Grade B Milk and Milk Products

Grade B milk is milk that does not meet the standards of Grade A but can be used in dairy products, such as cheese, ice cream, and butter. The Grade B milk standards for South Dakota are found in ARSD 12:17. The requirements to process Grade B milk to produce products, such as cheese, ice cream, and butter would, thus, need to meet the requirements of ARSD 12:17. These regulations will include ensuring safe handling, meeting testing standards for the milk, pasteurization, becoming licensed, and more.

Raw Milk Hard Cheese

Pieces of raw-milk, parmigiano Reggiano cheese on display.
Courtesy: Canva

The state of South Dakota does allow a processor to manufacture cheese that has been cured for at least 60 days after manufacture at a temperature no lower than 35 degrees Fahrenheit without meeting pasteurization requirements. Raw milk hard cheese is cheese that has been aged to allow the acidifying process that happens during aging to act like a natural pasteurization process, killing any disease-causing pathogens that could potentially be in the cheese. Please contact the DANR for complete requirements for this product.

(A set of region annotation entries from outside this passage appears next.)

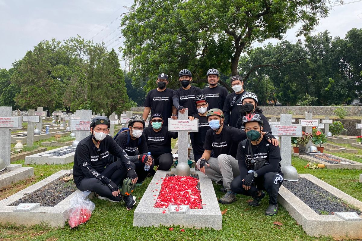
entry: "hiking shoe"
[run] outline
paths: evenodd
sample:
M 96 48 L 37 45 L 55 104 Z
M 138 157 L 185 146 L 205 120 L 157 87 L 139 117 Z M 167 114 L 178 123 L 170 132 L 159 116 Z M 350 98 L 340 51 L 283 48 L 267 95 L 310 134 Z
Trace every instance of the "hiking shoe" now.
M 278 204 L 269 204 L 265 211 L 265 215 L 268 216 L 273 216 L 277 213 Z
M 137 202 L 136 201 L 136 197 L 132 195 L 128 195 L 123 197 L 123 201 L 126 203 L 126 207 L 127 210 L 131 210 L 135 206 Z
M 219 202 L 223 204 L 230 204 L 236 201 L 235 193 L 231 191 L 228 191 L 226 194 L 219 199 Z
M 260 201 L 263 199 L 263 198 L 265 196 L 265 192 L 264 191 L 261 191 L 261 194 L 260 194 L 260 196 L 253 198 L 253 200 L 252 202 L 248 202 L 248 204 L 253 207 L 256 207 L 260 205 Z

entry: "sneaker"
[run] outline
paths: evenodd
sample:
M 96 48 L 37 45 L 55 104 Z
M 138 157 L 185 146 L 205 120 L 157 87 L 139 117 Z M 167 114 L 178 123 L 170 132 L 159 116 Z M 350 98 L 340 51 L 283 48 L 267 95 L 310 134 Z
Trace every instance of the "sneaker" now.
M 261 194 L 259 197 L 256 197 L 253 198 L 253 199 L 252 202 L 249 202 L 248 204 L 251 206 L 253 207 L 256 207 L 260 205 L 260 201 L 265 196 L 265 193 L 264 191 L 261 191 Z
M 224 197 L 219 199 L 219 202 L 223 204 L 230 204 L 236 201 L 235 194 L 231 191 L 228 191 Z
M 278 204 L 269 204 L 265 211 L 265 215 L 273 216 L 278 213 Z
M 132 195 L 128 195 L 123 197 L 123 201 L 126 203 L 126 207 L 127 210 L 131 210 L 135 206 L 137 202 L 136 201 L 136 197 Z
M 121 195 L 121 194 L 119 194 Z M 114 200 L 111 200 L 108 198 L 105 198 L 104 197 L 101 197 L 98 195 L 98 199 L 101 199 L 103 200 L 107 200 L 109 201 L 110 202 L 119 202 L 119 201 L 115 201 Z

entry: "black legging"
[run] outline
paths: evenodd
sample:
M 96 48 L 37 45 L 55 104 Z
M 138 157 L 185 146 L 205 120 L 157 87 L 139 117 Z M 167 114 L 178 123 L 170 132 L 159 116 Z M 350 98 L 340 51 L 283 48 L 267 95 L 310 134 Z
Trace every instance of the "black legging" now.
M 231 190 L 246 196 L 255 198 L 257 196 L 259 190 L 265 190 L 269 194 L 269 203 L 276 204 L 279 188 L 283 183 L 283 174 L 279 172 L 267 172 L 263 176 L 255 179 L 255 185 L 253 185 L 247 191 L 243 187 L 243 179 L 244 177 L 238 176 L 231 182 Z
M 123 163 L 121 161 L 117 161 L 108 165 L 101 174 L 118 185 L 126 178 L 127 171 Z M 108 186 L 96 178 L 85 177 L 77 185 L 77 188 L 82 191 L 87 190 L 94 191 L 101 197 L 114 201 L 119 202 L 120 200 L 120 194 L 118 197 L 114 197 Z

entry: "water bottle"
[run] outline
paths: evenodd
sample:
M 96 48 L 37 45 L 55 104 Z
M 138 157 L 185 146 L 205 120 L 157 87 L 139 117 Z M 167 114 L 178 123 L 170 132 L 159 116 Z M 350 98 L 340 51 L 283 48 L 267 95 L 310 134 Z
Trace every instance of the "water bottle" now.
M 147 153 L 147 157 L 148 157 L 148 156 L 151 155 L 151 152 L 149 151 Z M 147 163 L 144 164 L 144 171 L 150 171 L 150 165 L 148 164 Z

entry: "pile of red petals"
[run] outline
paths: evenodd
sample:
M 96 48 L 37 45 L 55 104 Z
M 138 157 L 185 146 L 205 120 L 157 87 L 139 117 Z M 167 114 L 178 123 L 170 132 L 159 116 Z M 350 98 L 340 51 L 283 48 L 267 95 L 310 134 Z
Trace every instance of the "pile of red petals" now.
M 155 207 L 165 208 L 170 205 L 188 205 L 190 208 L 202 208 L 199 180 L 192 177 L 172 176 L 165 178 Z

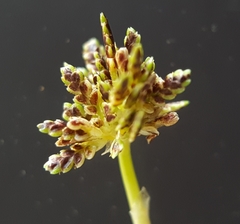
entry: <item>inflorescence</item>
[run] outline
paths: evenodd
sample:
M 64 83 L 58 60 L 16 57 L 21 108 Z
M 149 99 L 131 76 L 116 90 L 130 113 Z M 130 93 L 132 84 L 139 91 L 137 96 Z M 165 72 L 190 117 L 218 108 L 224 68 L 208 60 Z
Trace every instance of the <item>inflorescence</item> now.
M 165 79 L 154 69 L 152 57 L 143 59 L 141 36 L 128 28 L 124 47 L 114 42 L 108 20 L 100 15 L 104 46 L 95 38 L 83 45 L 86 68 L 64 63 L 62 82 L 74 95 L 64 103 L 63 120 L 45 120 L 39 131 L 58 137 L 57 147 L 69 146 L 49 157 L 44 164 L 51 174 L 79 168 L 105 146 L 105 153 L 118 156 L 125 141 L 145 135 L 148 143 L 159 135 L 158 128 L 175 124 L 175 112 L 188 101 L 166 103 L 190 84 L 187 70 L 176 70 Z

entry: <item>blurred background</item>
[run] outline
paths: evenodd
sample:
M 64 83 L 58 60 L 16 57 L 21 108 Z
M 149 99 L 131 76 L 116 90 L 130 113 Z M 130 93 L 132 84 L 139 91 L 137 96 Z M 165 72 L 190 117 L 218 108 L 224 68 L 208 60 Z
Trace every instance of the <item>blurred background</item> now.
M 36 128 L 71 102 L 59 68 L 83 66 L 82 44 L 102 41 L 100 12 L 118 46 L 128 27 L 141 34 L 158 75 L 192 69 L 180 121 L 132 145 L 152 223 L 240 223 L 239 0 L 1 0 L 0 222 L 131 223 L 117 159 L 52 176 L 42 166 L 56 139 Z

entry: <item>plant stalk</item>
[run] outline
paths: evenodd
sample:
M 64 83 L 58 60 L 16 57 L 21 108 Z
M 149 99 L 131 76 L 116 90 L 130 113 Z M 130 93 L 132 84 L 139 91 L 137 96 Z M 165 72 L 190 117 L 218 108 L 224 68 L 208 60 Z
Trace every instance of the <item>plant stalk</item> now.
M 149 201 L 150 197 L 145 188 L 140 191 L 138 180 L 135 174 L 130 143 L 125 142 L 124 148 L 118 155 L 120 172 L 125 188 L 130 215 L 133 224 L 150 224 Z

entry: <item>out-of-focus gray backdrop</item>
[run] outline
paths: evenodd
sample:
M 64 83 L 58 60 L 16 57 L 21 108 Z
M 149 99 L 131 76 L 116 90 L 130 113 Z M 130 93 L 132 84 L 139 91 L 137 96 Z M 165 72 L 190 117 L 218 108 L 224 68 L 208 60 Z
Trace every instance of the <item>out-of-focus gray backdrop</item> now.
M 0 223 L 131 223 L 117 159 L 98 153 L 52 176 L 42 165 L 56 139 L 36 128 L 71 102 L 59 68 L 83 66 L 82 43 L 101 40 L 102 11 L 118 46 L 127 27 L 139 31 L 160 76 L 192 69 L 179 123 L 132 145 L 152 223 L 240 223 L 239 0 L 2 0 Z

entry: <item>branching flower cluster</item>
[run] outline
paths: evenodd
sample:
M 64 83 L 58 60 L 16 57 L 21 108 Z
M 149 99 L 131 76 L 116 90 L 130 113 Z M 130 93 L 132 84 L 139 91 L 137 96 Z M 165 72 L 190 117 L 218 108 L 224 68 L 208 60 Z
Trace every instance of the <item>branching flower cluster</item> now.
M 128 28 L 124 47 L 118 48 L 106 17 L 101 14 L 104 46 L 95 38 L 83 45 L 86 68 L 64 63 L 62 82 L 73 94 L 73 103 L 64 103 L 63 120 L 46 120 L 38 129 L 58 137 L 64 148 L 49 157 L 44 168 L 51 174 L 79 168 L 105 147 L 112 158 L 124 142 L 145 135 L 148 143 L 159 135 L 158 128 L 178 121 L 177 110 L 188 101 L 166 103 L 190 83 L 187 70 L 176 70 L 162 79 L 155 73 L 152 57 L 143 58 L 141 36 Z

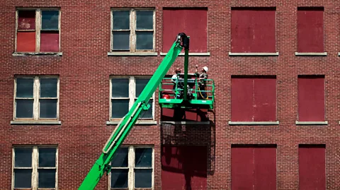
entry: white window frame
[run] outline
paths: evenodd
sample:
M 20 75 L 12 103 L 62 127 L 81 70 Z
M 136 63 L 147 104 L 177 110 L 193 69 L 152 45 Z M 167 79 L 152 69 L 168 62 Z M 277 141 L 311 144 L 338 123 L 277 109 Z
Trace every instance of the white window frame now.
M 19 14 L 18 11 L 35 11 L 35 28 L 33 30 L 18 30 L 18 18 Z M 20 31 L 30 31 L 30 32 L 35 32 L 35 52 L 27 52 L 30 53 L 40 53 L 40 31 L 42 30 L 42 13 L 41 11 L 59 11 L 59 18 L 58 18 L 58 32 L 59 32 L 59 51 L 58 52 L 53 52 L 52 53 L 60 52 L 60 15 L 61 11 L 60 8 L 16 8 L 16 44 L 15 44 L 15 52 L 17 52 L 17 38 L 18 38 L 18 32 Z M 42 53 L 50 53 L 50 52 L 42 52 Z
M 112 79 L 113 78 L 128 78 L 129 79 L 129 97 L 112 97 Z M 136 78 L 147 78 L 150 79 L 150 76 L 114 76 L 110 77 L 110 121 L 120 120 L 121 118 L 113 118 L 112 117 L 112 102 L 111 100 L 129 100 L 129 109 L 131 109 L 133 104 L 135 103 L 135 100 L 137 99 L 136 93 Z M 140 118 L 139 120 L 152 120 L 154 121 L 154 93 L 152 94 L 152 96 L 150 98 L 150 100 L 152 100 L 152 107 L 149 109 L 152 109 L 152 118 Z M 142 117 L 142 115 L 141 115 Z M 138 124 L 138 121 L 137 122 Z
M 16 151 L 14 149 L 16 148 L 30 148 L 32 149 L 32 165 L 30 167 L 15 167 L 14 160 L 16 158 Z M 55 148 L 55 167 L 39 167 L 39 148 Z M 15 146 L 12 148 L 12 186 L 11 189 L 14 189 L 14 170 L 15 169 L 32 169 L 32 181 L 31 181 L 31 189 L 32 190 L 38 189 L 47 189 L 45 188 L 38 188 L 38 169 L 55 169 L 55 188 L 47 188 L 47 189 L 58 189 L 58 148 L 55 146 Z
M 16 97 L 16 79 L 17 78 L 33 78 L 33 97 Z M 57 78 L 57 97 L 40 97 L 40 78 Z M 17 76 L 14 78 L 14 101 L 13 101 L 13 118 L 15 121 L 58 121 L 59 120 L 59 91 L 60 78 L 58 76 Z M 33 117 L 16 118 L 16 100 L 33 99 Z M 57 118 L 40 118 L 40 100 L 57 100 Z
M 153 146 L 122 146 L 121 148 L 128 148 L 128 167 L 112 167 L 112 170 L 114 169 L 129 169 L 128 174 L 128 190 L 134 190 L 135 188 L 135 169 L 152 169 L 152 184 L 151 188 L 145 188 L 149 189 L 154 189 L 154 147 Z M 135 167 L 135 150 L 136 148 L 152 148 L 152 167 Z M 110 162 L 110 165 L 111 163 Z M 111 188 L 111 172 L 108 174 L 108 190 L 113 189 L 122 189 L 121 188 Z
M 113 30 L 113 11 L 130 11 L 130 29 L 129 30 Z M 153 11 L 153 29 L 152 30 L 137 30 L 137 11 Z M 155 52 L 155 8 L 111 8 L 110 11 L 110 52 Z M 128 50 L 113 49 L 113 31 L 129 31 L 130 30 L 130 48 Z M 149 31 L 153 32 L 152 49 L 136 49 L 136 32 Z

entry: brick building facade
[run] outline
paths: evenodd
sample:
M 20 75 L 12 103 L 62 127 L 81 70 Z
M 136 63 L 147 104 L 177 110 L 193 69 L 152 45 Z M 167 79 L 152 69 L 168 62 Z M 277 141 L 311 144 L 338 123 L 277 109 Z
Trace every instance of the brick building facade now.
M 97 189 L 340 189 L 336 1 L 0 4 L 0 189 L 76 189 L 181 32 L 214 109 L 156 91 Z

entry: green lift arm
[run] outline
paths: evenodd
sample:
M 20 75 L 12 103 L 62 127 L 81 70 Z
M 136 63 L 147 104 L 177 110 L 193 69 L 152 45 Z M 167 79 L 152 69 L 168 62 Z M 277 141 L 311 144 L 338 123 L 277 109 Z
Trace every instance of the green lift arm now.
M 96 161 L 78 189 L 94 189 L 104 173 L 107 172 L 108 174 L 110 172 L 110 162 L 115 153 L 123 144 L 142 111 L 147 110 L 149 108 L 149 100 L 183 48 L 186 50 L 185 66 L 186 70 L 188 69 L 189 39 L 186 34 L 179 33 L 166 56 L 142 91 L 138 99 L 117 125 L 115 131 L 104 146 L 101 156 Z

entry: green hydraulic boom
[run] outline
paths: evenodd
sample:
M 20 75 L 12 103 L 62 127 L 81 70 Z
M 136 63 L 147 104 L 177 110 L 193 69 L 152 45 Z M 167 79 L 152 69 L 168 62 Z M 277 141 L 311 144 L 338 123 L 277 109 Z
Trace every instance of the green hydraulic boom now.
M 104 146 L 101 156 L 96 161 L 78 189 L 94 189 L 104 173 L 107 172 L 108 174 L 110 172 L 111 170 L 110 162 L 113 158 L 115 153 L 123 143 L 142 111 L 147 110 L 149 108 L 148 105 L 149 100 L 183 48 L 185 49 L 185 71 L 187 73 L 189 38 L 186 34 L 179 33 L 174 44 L 138 97 L 138 99 L 135 102 L 128 113 L 117 125 L 115 131 Z M 186 78 L 187 76 L 186 76 Z M 186 99 L 186 96 L 184 99 Z

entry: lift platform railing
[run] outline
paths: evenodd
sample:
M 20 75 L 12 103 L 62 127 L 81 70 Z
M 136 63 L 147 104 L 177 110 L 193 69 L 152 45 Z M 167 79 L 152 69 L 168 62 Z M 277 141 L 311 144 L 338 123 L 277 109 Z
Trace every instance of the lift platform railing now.
M 161 107 L 173 108 L 176 107 L 191 108 L 207 107 L 213 108 L 215 101 L 215 81 L 212 79 L 197 80 L 188 79 L 188 102 L 183 102 L 183 82 L 171 78 L 164 78 L 159 84 L 159 103 Z M 205 89 L 200 89 L 200 83 L 205 83 Z

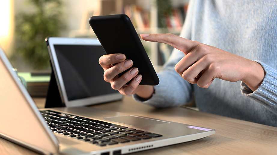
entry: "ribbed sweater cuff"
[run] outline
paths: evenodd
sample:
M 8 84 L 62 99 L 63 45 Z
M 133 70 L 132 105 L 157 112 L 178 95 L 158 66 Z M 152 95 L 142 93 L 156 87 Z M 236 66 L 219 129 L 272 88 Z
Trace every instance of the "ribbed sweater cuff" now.
M 263 67 L 265 72 L 264 78 L 261 85 L 254 92 L 245 83 L 242 82 L 242 92 L 248 97 L 272 107 L 277 103 L 277 72 L 265 64 L 256 61 Z

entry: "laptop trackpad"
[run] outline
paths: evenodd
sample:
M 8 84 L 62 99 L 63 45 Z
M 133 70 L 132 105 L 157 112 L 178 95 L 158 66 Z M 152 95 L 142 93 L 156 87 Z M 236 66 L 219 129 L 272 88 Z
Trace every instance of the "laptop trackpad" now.
M 131 115 L 107 117 L 104 118 L 103 119 L 121 123 L 137 126 L 148 126 L 169 123 L 165 121 L 158 121 Z

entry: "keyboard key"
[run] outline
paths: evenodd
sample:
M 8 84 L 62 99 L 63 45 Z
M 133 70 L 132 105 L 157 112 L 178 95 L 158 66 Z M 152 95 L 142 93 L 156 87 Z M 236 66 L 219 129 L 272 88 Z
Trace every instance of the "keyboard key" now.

For food entrepreneurs in South Dakota desiring to sell Grade A and Grade B milk and milk products in South Dakota, the options to bring one’s products to market can seem daunting. Becoming compliant with the PMO may take significant upfront capital. However, another feasible option is to pursue a contract manufacturing agreement with an already-licensed milk plant. Although the work to sell these products will take more effort and work, there are still options available for the one desiring to break into this food sector.